Elech grew out of the Draznins’ experience with Cincinnati Hillel, where Zak and Elliot fell in love while heavily involved as students. Both were attracted to Hillel’s pluralistic and non-denominational style of Jewish engagement and leadership. Elliot helped bring Pride Shabbat, Hillel’s celebration of LGBTQ+ Jewish life, to the student center.
Elech is an attempt to take Hillel’s approach and apply it to queer Jews outside of college.
There are “wonderful, queer-accepting synagogues,” Zak said. “Places where yes, we can be our authentic selves, but there was nothing queer-centered [before Elech]. There was no place for anyone else to have Pride Shabbat besides college students.”
So what does centering queerness mean for Elech? One of the biggest examples is the opportunity to make services more personal and impactful.
While many Jews sing the late songwriter Debbie Friedman’s tunes to prayers like Mi Sheberach (the prayer for the sick), participants of Elech actively recall that Friedman was a lesbian and keep in mind issues in the queer community from when the melody was composed.
“We think about [Mi Sheberach] in connection to the AIDS crisis, [and] that prayer takes on so much more meaning,” Zak said. “We’re able to have those conversations and a space that doesn’t begin at ‘what is a queer person,’ but begins at ‘what is my queer Jewish experience.’ When we actually get to have those conversations and connect to God, to the greater community, to each other…in a queer centered and queer-first way, the entire spiritual endeavor transforms.”
But for all the focus on Shabbat and services, Elech isn’t meant to be a synagogue, or in competition with existing synagogues.

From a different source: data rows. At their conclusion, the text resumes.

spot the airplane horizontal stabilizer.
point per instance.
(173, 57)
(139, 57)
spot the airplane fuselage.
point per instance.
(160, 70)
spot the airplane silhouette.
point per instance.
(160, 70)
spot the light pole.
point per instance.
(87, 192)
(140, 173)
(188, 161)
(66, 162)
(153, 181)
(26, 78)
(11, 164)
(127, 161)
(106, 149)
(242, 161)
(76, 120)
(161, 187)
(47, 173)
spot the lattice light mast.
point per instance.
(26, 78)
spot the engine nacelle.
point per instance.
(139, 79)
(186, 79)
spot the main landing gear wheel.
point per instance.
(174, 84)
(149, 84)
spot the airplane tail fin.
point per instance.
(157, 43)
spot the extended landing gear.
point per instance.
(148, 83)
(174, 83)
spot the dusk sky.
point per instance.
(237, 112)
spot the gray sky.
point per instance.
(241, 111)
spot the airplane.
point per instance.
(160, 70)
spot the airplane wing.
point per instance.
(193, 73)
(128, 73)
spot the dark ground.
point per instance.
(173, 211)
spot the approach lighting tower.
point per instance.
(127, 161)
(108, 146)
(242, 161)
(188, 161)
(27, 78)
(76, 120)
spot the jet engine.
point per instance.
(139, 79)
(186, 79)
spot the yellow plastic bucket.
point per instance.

The Draznins are in the process of joining a synagogue, and don’t see Elech as mutually exclusive.
The couple also aren’t shy about recommending synagogues to Elech participants, they said, though many participants are already congregation members.
Elech is meant as a place “to create the kind of service that we wanted, and to create the kind of spiritual experiences that we wanted,” Elliot said. “We knew we were going to eventually join a synagogue. And that wasn’t what we were trying to recreate.”

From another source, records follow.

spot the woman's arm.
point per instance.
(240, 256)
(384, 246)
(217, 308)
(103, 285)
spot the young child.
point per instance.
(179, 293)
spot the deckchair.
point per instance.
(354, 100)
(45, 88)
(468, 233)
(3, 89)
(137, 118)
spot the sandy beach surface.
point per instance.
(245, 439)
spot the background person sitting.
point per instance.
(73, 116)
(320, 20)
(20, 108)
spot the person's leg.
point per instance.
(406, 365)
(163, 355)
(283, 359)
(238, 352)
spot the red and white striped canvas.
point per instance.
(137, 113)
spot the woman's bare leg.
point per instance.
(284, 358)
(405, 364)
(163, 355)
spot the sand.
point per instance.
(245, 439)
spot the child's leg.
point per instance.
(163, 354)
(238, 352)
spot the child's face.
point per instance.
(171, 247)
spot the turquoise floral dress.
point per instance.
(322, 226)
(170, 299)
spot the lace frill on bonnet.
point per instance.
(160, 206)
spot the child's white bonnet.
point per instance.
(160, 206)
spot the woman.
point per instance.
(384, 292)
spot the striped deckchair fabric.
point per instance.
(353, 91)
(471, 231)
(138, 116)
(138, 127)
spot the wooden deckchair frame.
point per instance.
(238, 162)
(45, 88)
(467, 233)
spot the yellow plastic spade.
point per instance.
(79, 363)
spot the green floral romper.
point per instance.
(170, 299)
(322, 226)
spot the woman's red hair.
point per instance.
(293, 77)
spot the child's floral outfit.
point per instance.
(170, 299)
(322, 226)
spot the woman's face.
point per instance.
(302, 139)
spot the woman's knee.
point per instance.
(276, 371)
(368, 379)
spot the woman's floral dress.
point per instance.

Though new, Elech is already making its mark with queer Jews, including beyond Cincinnati. The Draznins have gotten several messages from Jews interested in moving to the Queen City, and new transplants to the area, looking for queer Jewish community.
Elech “is the first point of contact that they have with LGBTQ life and the Jewish life for the rest of the city,” Elliot said. “So that’s been really cool.”
Zak is also seeing local queer Jews come out of the woodwork, people who may be heavily involved in the Cincinnati LGBTQ+ community but haven’t been engaging with their Jewish heritage.
And with other Jewish organizations and leaders, Elech has sparked a deeper conversation about queer Jewish inclusion, Zak said. That wasn’t the Draznins’ intention – Elech was just meant to be a queer Jewish space, not an advocacy vehicle – but it’s still a positive side effect of the initiative.
“What’s coming next is bigger than Elech; continuing conversations about, how do synagogues include LGBTQ people?” Zak said. “How do legacy Jewish institutions in this city install gender neutral restrooms, create membership forms that are gender neutral, create liturgy and ceremonies and lifecycle events that are relevant to the…Jewish young people who identify as LGBTQ in America today? These are real challenges that our institutions are going through. And it’s an opportunity for us to engage in these conversations.”